Sunday, August 16, 2015
Perfect Peach Galette
This is a theoretically perfect peach galette. In practice, it hasn't quite reached perfection, but it's awfully good. "The Awfully Good Peach Galette" doesn't have the same come-hither sound as "The Perfect Peach Galette." No doubt I say this, or something similar, every time we bake pastry, but there are many, many things that can go wrong when baking a pie.
The first problem was that I didn't have cream. More accurately, I had cream, and I even had cream with a sell-by date in September. But I didn't have cream that I'd smelled until I was at the last step of mixing the pie dough. Then I smelled it. Then I thought, "this won't do." Then I remembered that Rose used to make her cream cheese pie crust with water instead of cream, so I decided that I would too. I got the water (ice-cold) out of the refrigerator, and mixed it in, along with the vinegar.
If anything, it was even easier to handle than the regular dough, so that wasn't really a problem. I made it last night, so it would be all ready to bring out of the refrigerator at the proper time. This makes me feel like I'm on a TV cooking show and can just reach in my refrigerator and get whatever I need since it's all prepared. Except my refrigerator looks quite a bit junkier than television refrigerators.
I was not having trouble, exactly, but the recipe kept throwing in phrases that troubled me deeply: words to the effect that if you're a super-expert pie maker, you can just roll this thin, the way it's supposed to be. You can even use a smaller amount of dough--if you know what you're doing. Unspoken was the possibility that if you didn't know what you were doing, you might run into difficulties.
I can see my problem looking at this rolled-out piece of pie crust. It's thinnest where it should be thickest, and vice versa. If I were to do this again, and I hope I'll do it many times because it's quite delicious, even when not perfect, I'd stop rolling out the middle section after I got it to be around 9 inches in diameter, and I'd only roll the edges out thinner. If I had done this, I would have had a pastry base that would be sturdy enough to lift out of the pan without making little whimpering noises, and the flap-over pieces would be paper thin. (Well, maybe not that thin, but thinner).

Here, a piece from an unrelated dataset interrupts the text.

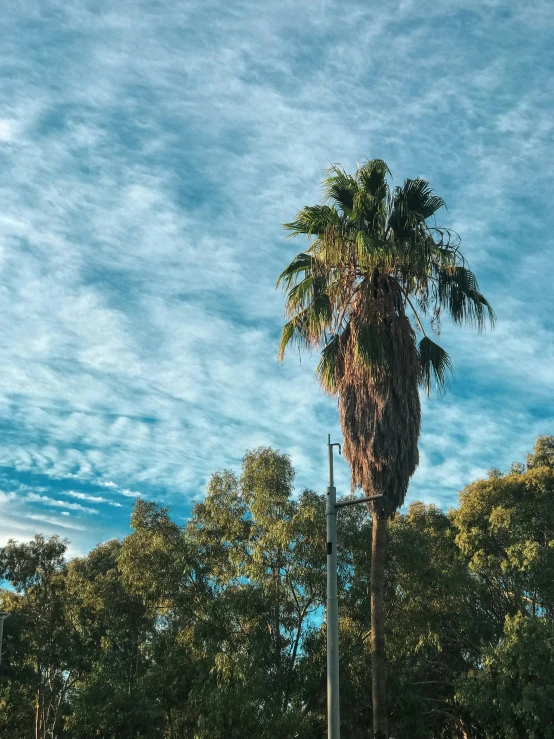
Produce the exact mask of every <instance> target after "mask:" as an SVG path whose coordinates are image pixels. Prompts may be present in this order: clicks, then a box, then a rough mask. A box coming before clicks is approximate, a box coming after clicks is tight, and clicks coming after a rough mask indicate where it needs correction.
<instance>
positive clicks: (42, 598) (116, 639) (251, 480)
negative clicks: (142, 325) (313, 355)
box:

Not that I'm entirely dissatisfied with the way it turned out. But when it got to this stage, I was feeling pleased with myself. When I started to move it on the baking pan, however, I thought I was going to lose the whole thing. I went straight from the genteel whimpering noises to swearing like a sailor. Jim rushed in the kitchen (I'm never sure if he intends to help or if he just enjoys my pain. But he did offer to help). With a couple of spatulas, we nudged the delicate galette on the pan.
You can see that it looks more deflated and flattened out than it did before it made its trek from the counter to the pan. You'd think it had endured more than a six-inch move. I was very grateful that it didn't break.

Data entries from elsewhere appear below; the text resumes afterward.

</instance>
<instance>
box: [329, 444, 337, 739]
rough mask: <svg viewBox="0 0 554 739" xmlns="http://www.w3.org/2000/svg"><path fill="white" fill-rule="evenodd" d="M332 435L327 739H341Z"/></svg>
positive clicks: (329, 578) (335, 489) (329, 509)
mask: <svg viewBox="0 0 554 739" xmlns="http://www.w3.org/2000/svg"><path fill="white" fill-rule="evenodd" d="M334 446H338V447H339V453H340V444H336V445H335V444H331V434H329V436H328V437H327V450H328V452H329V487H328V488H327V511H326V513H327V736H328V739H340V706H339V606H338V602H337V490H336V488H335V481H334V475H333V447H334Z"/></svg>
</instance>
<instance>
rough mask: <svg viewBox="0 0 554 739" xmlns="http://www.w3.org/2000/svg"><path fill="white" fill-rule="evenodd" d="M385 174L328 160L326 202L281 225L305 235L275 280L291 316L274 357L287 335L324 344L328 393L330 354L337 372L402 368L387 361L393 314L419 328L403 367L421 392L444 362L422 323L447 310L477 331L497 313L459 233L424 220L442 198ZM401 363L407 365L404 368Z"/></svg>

When I look at this picture, I say to myself, for someone who was so worried that the whole galette was going to fall apart, you'd think you'd move it to a cutting board. You may be wondering the same thing. But my knife is sharp, and the trauma of moving it was greater than cutting it on the rack. I'm sure it was the wrong choice, but it seemed to work. At least it didn't fall apart.
I have no idea why I'm sounding so morose about this galette. It was more that I kept waiting for things to go amiss than that they actually did go amiss. The crust was flaky and tender; the peaches were perfectly done; the few drops of almond flavoring were just what were needed to intensify the peach flavors, and it was a perfect summer dessert on this hot, humid August day.